T cells are a major component of the adaptive immune system, which forms a kind of memory of the pathogens it reacts to. Some types of T cells can also have an influence on the innate immune system, which reacts to all foreign substances in the same way. T helper cells are known to produce inflammatory molecules called cytokines that can recruit other immune cells to the site of an infection, initiating an immune response. But new research has identified a specific type of T cell - Th17 cells - that release cytokines that affect the innate immune system. The work also revealed how those cytokines are generated. The research has suggested that Th17 could be involved in autoimmune diseases and fungal infections. The findings have been reported in Nature Immunology.
This work has shown that Th17 cells (discussed in the video below) are a subset of T cells that release a cytokine called IL-1α, which is a powerful promoter of inflammation. But this cytokine has previously been shown to be a part of the innate immune system, noted study leader Professor Christina Zielinski, head of the Department of Infection Immunology at Leibniz-HKI.

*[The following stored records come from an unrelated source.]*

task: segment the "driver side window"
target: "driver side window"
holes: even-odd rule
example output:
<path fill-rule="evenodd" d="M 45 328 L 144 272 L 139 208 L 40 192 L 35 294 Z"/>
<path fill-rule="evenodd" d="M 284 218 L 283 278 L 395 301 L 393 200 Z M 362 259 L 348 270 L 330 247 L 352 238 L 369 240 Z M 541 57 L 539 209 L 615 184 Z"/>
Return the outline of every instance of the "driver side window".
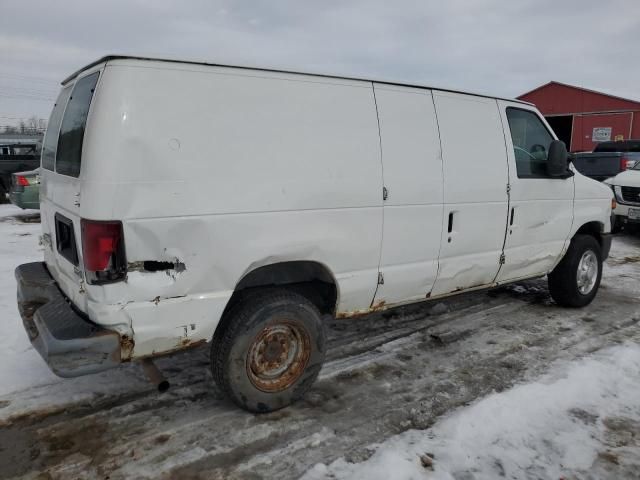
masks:
<path fill-rule="evenodd" d="M 507 108 L 518 178 L 545 178 L 547 151 L 553 137 L 540 118 L 529 110 Z"/>

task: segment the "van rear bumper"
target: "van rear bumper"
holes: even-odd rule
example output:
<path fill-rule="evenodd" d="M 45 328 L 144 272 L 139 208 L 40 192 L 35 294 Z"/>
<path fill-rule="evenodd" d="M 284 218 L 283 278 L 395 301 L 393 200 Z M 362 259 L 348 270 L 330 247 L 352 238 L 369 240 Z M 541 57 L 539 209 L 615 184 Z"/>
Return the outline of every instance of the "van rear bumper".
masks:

IL-1α sends a potent signal that the body is under threat; even very tiny amounts of it can cause a fever, added Zielinski. Researchers suspect that IL-1α plays a role in autoimmune diseases such as juvenile rheumatoid arthritis.
The investigators set out to learn how T cells produce and release IL-1α. They found that these T cells contain a complex known as the inflammasome, and it plays a central role in the process. The inflammasome is a well-known complex, but this is a newly identified role for it.
"Until now, it was unknown that human T cells had such an inflammasome and that it could be repurposed to produce IL-1α," Zielinski said.
Additional work revealed that a molecule called gasdermin E is moving IL-1α out of the Th17 cells. Gasdermin E can form holes in the membranes of cells, and this is a totally novel mode of transport for inflammatory molecules moving out of T cells.
Only certain Th17 cells are actually making IL-1α, however. There are other types of T helper cell types that don't generate the inflammatory cytokine.
Th17 cells are also crucial to fighting fungal infections, Zielinski said. Knowing that, the researchers found that Th17 cells that respond to the pathogenic yeast Candida albicans can secrete IL-1α. The researchers suggested that Th17 cells are probably important to fighting Candida infections
Now the scientists want to know if gasdermin E gets involved when T cells fight other types of infections.